The lesson Chris and Idie Hastings learned from opening Oven Bird a few years ago was that the small plate format really works and they are transferring that knowledge to the new Hot and Hot.
“The small plate format gives young people chance to come in and sit at the bar or the chef’s counter and get a couple of $15 items, some wine, and feel like you’re in New York City, right? That’s important because we’re in a neighborhood now and there’s a lots and lots of young people all around here, and we want them to enjoy this restaurant today,” Hastings says.
The new Hot and Hot is about 30 percent larger than the original location, going from 80 to 110 seats, plus the patio when the weather is nice. Hastings had the design of his new restaurant in his head from the time he looked at the space in the Martin Biscuit Building at Pepper Place. In his mind he saw a space that was clean, very modern and very functional, the kind of design that would bring calm and happiness to people who are in that space. “It had to be high energy, you know a place that sets design standards moving forward.”
The light streams through the huge windows in the new space. Highlights include the spacious chef’s counter and open kitchen. Exposed brick walls surround the seating. It features banquettes and tables accented with marble and hackberry wood locally sourced.
Multiple Alabama architects and interior design teams have collaborated on The new Hot and Hot Fish Club space was the work of multiple teams, including Liz Hand Woods Interiors, Rob Walker Architects, Alabama Sawyer Furniture, kitchen designers The Willingham Company and general contractor Rives Construction Company.
While the loss of their lease at the old space was not expected, it also was not out of the realm of possibilities. “We always kind of kept our ears and eyes to the to the future,” Hastings says.
“When the announcement came that we had to go, we paused for a nanosecond and then we said this is great opportunity.”
The opportunity was enhanced by the knowledge that with the new space would come a new generation.
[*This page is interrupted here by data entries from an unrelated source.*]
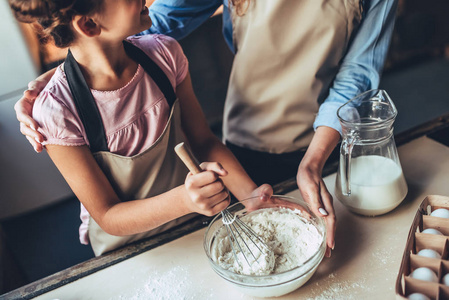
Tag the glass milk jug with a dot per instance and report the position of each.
(369, 177)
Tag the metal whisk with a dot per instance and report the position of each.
(238, 232)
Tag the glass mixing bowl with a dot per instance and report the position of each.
(272, 285)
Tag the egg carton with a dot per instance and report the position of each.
(417, 241)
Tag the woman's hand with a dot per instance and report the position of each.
(315, 193)
(24, 110)
(311, 184)
(206, 190)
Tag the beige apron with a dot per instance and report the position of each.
(144, 175)
(150, 173)
(287, 55)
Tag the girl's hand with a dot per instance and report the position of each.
(315, 193)
(206, 190)
(24, 109)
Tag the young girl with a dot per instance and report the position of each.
(112, 115)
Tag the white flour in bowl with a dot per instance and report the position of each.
(292, 238)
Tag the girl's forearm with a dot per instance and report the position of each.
(132, 217)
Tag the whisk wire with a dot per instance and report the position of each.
(235, 225)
The Hasting’s eldest son oldest son, Zeb, will be Hot and Hot’s sous chef and his wife Molly Hastings, will work as manager of operations at the new space.
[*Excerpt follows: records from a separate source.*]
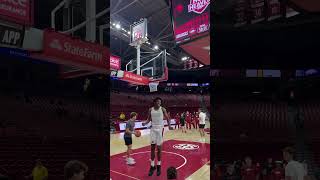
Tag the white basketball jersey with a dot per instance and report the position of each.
(157, 118)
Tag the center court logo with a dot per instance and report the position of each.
(186, 146)
(198, 6)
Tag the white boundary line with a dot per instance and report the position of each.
(184, 163)
(124, 175)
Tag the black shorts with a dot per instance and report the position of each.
(201, 126)
(128, 141)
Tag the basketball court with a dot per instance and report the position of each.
(189, 153)
(151, 51)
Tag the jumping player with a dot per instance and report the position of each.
(177, 119)
(188, 120)
(128, 137)
(156, 115)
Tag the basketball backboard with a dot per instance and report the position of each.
(139, 32)
(153, 66)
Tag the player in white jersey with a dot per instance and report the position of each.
(156, 116)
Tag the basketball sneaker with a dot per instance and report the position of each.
(152, 168)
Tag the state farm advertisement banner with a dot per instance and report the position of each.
(134, 78)
(61, 46)
(115, 62)
(199, 49)
(18, 11)
(191, 19)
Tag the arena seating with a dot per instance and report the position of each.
(34, 129)
(140, 103)
(255, 119)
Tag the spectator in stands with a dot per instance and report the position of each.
(249, 171)
(278, 172)
(75, 170)
(293, 170)
(183, 122)
(39, 172)
(171, 173)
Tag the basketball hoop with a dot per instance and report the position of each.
(153, 86)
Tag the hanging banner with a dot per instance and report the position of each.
(115, 62)
(134, 78)
(191, 19)
(17, 11)
(68, 49)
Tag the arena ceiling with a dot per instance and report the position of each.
(43, 16)
(160, 31)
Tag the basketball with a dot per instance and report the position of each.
(137, 133)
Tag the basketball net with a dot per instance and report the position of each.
(153, 86)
“I can’t think of a better way to celebrate 25 years in the restaurant business than being joined by Zeb and Molly as they learn the business, help redefine the restaurant and position themselves to serve the next generation of Hot and Hot and OvenBird guests,” said Idie Hastings in a news release about the re-opening. “We’re delighted to be working together as a family and appreciate that they love this business as much as Chris and I do,” says Idie Hastings.